The Transparency and Accountability Centre seeks to address these ongoing security and privacy concerns by giving EU regulators a look behind the curtain at how its recommendation algorithm works, how it handles the personal data it collects and how it moderates potentially sensitive and harmful content posted to the platform. The company plans to open a “virtual center” soon, with a physical location in Ireland to follow sometime next year.
This appears to be part of a long term “commitment to transparency” public relations project by TikTok, as the company announced last year that it would be doing something similar in the United States (with plans delayed significantly due to the Covid-19 pandemic settling in almost immediately after the announcement was made).

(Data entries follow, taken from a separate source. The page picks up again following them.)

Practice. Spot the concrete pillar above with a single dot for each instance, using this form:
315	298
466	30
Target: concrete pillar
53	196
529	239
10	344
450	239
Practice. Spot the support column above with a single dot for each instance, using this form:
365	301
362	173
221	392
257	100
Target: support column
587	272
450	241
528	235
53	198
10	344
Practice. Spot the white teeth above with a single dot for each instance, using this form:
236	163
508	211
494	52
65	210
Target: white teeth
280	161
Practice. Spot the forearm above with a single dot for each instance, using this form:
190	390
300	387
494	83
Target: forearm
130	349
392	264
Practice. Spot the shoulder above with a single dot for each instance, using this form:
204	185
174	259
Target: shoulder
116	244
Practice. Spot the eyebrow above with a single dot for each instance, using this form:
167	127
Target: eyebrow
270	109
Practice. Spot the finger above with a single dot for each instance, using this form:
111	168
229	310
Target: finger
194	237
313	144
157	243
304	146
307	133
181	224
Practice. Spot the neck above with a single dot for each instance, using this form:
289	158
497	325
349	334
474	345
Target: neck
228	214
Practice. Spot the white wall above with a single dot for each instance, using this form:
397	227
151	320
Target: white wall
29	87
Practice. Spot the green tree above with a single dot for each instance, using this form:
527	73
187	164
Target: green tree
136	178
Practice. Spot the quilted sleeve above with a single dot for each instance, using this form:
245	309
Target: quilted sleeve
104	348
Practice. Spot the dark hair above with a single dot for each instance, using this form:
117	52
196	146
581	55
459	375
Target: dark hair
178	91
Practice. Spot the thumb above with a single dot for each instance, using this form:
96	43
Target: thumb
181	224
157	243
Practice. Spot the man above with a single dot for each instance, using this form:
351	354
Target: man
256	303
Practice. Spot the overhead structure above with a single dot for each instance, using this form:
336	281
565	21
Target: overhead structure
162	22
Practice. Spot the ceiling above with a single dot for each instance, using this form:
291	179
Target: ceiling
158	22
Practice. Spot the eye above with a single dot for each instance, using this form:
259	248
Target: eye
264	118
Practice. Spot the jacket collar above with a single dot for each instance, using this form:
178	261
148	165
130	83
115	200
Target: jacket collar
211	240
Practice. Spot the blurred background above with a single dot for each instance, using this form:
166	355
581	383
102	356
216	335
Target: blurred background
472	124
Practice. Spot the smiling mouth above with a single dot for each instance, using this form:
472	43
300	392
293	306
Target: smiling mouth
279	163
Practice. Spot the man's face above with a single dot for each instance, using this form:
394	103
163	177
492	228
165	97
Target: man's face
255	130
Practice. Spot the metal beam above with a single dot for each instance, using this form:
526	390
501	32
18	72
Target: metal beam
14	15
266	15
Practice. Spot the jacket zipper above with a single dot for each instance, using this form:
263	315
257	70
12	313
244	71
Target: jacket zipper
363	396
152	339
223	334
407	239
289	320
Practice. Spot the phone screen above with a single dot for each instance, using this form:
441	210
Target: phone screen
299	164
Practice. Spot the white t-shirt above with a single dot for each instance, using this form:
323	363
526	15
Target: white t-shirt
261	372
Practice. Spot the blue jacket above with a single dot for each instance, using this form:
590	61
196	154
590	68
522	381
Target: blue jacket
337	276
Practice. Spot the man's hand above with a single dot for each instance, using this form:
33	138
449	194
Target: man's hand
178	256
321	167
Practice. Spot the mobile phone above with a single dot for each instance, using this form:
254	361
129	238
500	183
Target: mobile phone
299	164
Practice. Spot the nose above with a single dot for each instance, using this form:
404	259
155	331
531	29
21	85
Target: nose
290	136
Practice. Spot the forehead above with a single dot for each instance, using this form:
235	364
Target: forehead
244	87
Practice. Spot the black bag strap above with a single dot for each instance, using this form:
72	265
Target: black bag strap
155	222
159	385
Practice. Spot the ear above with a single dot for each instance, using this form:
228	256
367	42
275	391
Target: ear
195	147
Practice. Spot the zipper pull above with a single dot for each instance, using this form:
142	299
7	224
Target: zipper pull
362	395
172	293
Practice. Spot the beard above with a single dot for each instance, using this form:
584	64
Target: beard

TikTok has created a Content Advisory Council in the US to begin addressing security and privacy concerns, and replicated the council format with a similar body in Europe this past March.
The moves in Europe may be prompted specifically by proposed new European Commission regulations on platforms that use AI algorithms or predictive models to suggest content to users. The new rules that are being considered include a ban on “manipulative” AI that might induce users to do harm, and a requirement that large platforms be more transparent about how their algorithms work. The UK is considering similar legislation to address security and privacy concerns as it continues to develop its own data handling standards.

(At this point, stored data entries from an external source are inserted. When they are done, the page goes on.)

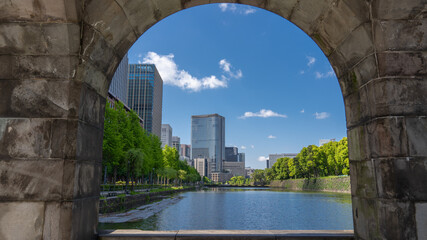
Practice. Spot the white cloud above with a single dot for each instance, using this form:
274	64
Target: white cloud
227	68
321	115
245	10
311	61
174	76
320	75
263	113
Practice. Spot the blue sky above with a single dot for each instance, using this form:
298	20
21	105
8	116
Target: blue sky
271	82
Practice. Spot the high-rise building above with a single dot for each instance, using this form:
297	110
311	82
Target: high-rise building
166	136
176	143
145	93
185	150
119	84
272	158
231	154
324	141
208	139
241	157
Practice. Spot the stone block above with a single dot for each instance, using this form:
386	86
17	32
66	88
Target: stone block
400	35
402	63
387	137
32	180
363	180
39	39
357	46
107	17
402	178
357	144
89	143
92	107
282	8
98	52
397	96
392	9
356	77
25	138
90	75
21	220
365	218
421	220
307	13
356	109
342	19
417	139
39	11
396	219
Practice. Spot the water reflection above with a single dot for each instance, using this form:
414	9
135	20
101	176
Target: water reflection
251	208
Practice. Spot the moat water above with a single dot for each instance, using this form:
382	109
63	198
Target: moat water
250	209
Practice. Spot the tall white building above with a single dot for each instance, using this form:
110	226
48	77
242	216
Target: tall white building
166	135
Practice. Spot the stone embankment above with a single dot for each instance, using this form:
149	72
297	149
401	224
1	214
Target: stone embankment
123	203
326	184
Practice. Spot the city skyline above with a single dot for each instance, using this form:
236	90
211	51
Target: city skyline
270	81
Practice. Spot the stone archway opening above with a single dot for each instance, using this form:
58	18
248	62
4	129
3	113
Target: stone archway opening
57	60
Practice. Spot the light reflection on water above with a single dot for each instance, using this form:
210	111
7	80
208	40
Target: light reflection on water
251	208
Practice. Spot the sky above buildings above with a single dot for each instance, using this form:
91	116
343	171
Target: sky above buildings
271	82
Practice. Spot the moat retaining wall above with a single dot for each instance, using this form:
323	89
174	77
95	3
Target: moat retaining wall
328	184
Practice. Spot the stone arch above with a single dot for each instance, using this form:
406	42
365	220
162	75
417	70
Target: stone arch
57	58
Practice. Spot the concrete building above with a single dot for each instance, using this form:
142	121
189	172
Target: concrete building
272	158
145	93
166	136
208	139
176	143
185	150
324	141
231	154
119	83
202	166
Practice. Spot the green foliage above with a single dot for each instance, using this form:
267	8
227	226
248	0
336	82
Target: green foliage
331	159
126	141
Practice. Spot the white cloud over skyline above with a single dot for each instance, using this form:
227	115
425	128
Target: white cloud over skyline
245	10
174	76
322	115
263	113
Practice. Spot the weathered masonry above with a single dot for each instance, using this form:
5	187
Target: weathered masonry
57	58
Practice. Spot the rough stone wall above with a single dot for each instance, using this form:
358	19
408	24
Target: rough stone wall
57	58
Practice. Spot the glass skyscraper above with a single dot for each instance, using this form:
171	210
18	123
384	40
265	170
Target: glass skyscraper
145	95
208	139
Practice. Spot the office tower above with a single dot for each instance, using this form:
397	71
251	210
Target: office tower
166	136
208	139
176	143
185	150
145	94
231	154
119	84
202	166
241	157
272	158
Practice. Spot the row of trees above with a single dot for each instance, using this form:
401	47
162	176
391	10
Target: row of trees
313	161
128	150
331	159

TikTok faces challenges elsewhere in the world
While the security and privacy concerns in the EU are wide-ranging and at present are coalescing around child welfare, TikTok faces different challenges elsewhere in the world. The company’s ultimate fate in the US is still somewhat tenuous in the wake of the Trump administration’s campaign against it, with the proposed ban stayed indefinitely by the Biden administration as it conducts its own review of the matter. US concerns are more focused on national security, given a prevalent belief that China-based ByteDance will ultimately be required by the Chinese government to share user data with it or compromise the app in some way. TikTok has scrambled to address these concerns by moving all data processing for the region outside of China and even considering a buyout offer from a US-based company; there were serious talks of purchase by Oracle and Walmart at one point, but this seems to have fallen by the wayside during the transition from one presidential administration to another.
Other parts of the world have similar security and privacy concerns, but with their own unique confounding circumstances. India, which used to be TikTok’s largest market outside of China, is the leading example. India banned the app last year as part of a series of retaliatory moves stemming from the Himalayan border conflicts between the two countries. A handful of other countries have instituted temporary or permanent TikTok bans, mostly based on the types of content available on the app. Pakistan banned it for much of 2020 but restored access to it this past March, and Bangladesh restored access to it in mid-2020 after a two-year ban. TikTok is technically banned in China as well, but only because the country requires that the virtually identical Douyin app be used instead.